CBO Teórica 2 - Prova de Especialidades da Oftalmologia — Prova 2025
Mulher de 40 anos, previamente hígida e sem antecedentes oftalmológicos, apresenta náusea, cefaleia e disacusia há duas semanas, evoluindo há cinco dias com baixa visual simultânea súbita. Qual dos achados abaixo seria o mais provavelmente esperado nessa fase de apresentação?
VKH aguda → Panuveíte bilateral + Descolamentos serosos múltiplos + Sintomas auditivos/neurológicos.
A Síndrome de Vogt-Koyanagi-Harada (VKH) é uma doença multissistêmica autoimune contra melanócitos. Na fase uveítica aguda, a manifestação clássica é o descolamento de retina exsudativo (seroso) bilateral.
A Síndrome de Vogt-Koyanagi-Harada (VKH) é uma panuveíte granulomatosa bilateral mediada por células T contra antígenos de melanócitos. É mais comum em populações com maior pigmentação cutânea (asiáticos, hispânicos e nativos americanos). O quadro clínico integra manifestações oculares, auditivas (disacusia, zumbido), neurológicas (meningismo) e tegumentares. O reconhecimento da fase aguda é vital, pois o tratamento precoce com corticosteroides em altas doses (frequentemente pulsoterapia) pode prevenir a progressão para a fase de convalescença e minimizar sequelas visuais permanentes. O achado de múltiplos descolamentos serosos na fase inicial é patognomônico no contexto clínico adequado, diferenciando-a de outras uveítes e descolamentos de retina.
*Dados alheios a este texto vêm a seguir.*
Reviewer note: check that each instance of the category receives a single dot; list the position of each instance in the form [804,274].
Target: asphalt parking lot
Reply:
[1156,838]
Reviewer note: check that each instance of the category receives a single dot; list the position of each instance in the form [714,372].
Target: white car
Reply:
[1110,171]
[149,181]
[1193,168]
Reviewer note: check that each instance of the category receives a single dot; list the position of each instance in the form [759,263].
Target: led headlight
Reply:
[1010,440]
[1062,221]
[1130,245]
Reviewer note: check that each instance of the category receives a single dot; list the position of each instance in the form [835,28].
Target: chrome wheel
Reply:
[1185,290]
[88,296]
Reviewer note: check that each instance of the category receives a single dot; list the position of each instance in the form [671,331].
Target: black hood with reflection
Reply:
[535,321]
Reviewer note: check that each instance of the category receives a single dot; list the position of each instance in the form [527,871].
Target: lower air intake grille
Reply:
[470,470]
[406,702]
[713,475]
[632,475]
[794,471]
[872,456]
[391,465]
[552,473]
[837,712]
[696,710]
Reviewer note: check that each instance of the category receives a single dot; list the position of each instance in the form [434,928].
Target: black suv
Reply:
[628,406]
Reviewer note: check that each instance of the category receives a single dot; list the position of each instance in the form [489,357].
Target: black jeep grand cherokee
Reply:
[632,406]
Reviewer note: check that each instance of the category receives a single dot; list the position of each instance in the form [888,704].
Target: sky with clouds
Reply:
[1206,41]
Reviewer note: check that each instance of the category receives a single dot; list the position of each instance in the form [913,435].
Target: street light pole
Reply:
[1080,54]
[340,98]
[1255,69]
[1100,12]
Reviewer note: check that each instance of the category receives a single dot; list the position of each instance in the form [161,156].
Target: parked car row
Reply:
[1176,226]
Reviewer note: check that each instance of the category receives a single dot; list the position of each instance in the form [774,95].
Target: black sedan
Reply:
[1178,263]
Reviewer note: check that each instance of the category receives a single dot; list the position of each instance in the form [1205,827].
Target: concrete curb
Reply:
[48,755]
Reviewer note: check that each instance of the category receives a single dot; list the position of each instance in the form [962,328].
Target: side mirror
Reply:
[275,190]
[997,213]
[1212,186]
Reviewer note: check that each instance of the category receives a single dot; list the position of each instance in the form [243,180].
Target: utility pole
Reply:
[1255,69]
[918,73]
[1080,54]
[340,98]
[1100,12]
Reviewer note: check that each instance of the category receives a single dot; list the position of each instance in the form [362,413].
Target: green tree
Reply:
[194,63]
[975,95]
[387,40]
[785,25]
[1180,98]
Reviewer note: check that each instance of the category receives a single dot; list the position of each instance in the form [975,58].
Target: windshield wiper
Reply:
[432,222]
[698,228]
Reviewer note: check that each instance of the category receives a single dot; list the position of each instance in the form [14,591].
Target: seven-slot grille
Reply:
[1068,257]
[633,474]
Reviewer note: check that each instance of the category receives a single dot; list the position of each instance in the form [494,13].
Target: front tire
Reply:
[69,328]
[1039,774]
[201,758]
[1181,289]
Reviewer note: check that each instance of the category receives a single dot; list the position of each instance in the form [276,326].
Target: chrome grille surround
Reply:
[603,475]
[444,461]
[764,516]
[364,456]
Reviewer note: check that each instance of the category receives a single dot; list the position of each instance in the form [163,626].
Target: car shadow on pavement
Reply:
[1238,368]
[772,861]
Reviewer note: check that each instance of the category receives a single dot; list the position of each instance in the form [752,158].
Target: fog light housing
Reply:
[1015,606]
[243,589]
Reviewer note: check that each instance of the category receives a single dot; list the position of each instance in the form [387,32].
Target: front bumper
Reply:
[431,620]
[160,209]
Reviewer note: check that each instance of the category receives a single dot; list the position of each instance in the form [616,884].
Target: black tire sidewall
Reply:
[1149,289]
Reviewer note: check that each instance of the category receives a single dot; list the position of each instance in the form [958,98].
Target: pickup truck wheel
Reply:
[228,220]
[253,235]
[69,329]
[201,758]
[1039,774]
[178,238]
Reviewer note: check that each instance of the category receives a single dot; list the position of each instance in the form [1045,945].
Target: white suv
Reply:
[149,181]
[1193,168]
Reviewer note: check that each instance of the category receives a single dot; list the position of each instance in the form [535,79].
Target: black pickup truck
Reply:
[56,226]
A VKH progride em quatro fases: 1) Prodrômica: mimetiza uma infecção viral com cefaleia, meningismo, zumbido e disacusia; 2) Uveítica Aguda: marcada por baixa visual súbita bilateral, panuveíte granulomatosa e descolamentos serosos (exsudativos) da retina; 3) Convalescença: ocorre semanas depois, com despigmentação da coroide (fundo em 'pôr-do-sol') e sinais cutâneos como vitiligo, polidose e alopecia; 4) Crônica Recidivante: caracterizada por episódios repetidos de uveíte anterior e complicações como catarata e glaucoma.
Diferente do descolamento regmatogênico (causado por rasgaduras), o descolamento na VKH é do tipo exsudativo ou seroso. Ele ocorre devido à inflamação intensa da coroide (coroidite difusa), que leva ao acúmulo de fluido no espaço sub-retiniano. Na fundoscopia e na angiografia fluoresceínica, observam-se múltiplos pontos de vazamento e áreas de acúmulo de líquido que podem coalescer, resultando em descolamentos bolhosos que comprometem severamente a acuidade visual na fase aguda.
Durante a fase prodrômica e uveítica aguda, o exame do líquido cefalorraquidiano (LCR) frequentemente revela pleocitose linfocítica (aumento de glóbulos brancos com predomínio de linfócitos). Esse achado é temporário e reflete a inflamação das meninges, que também contêm melanócitos. A presença de pleocitose em um paciente com uveíte bilateral e sintomas auditivos é um critério diagnóstico importante para classificar a doença como VKH 'provável' ou 'completa'.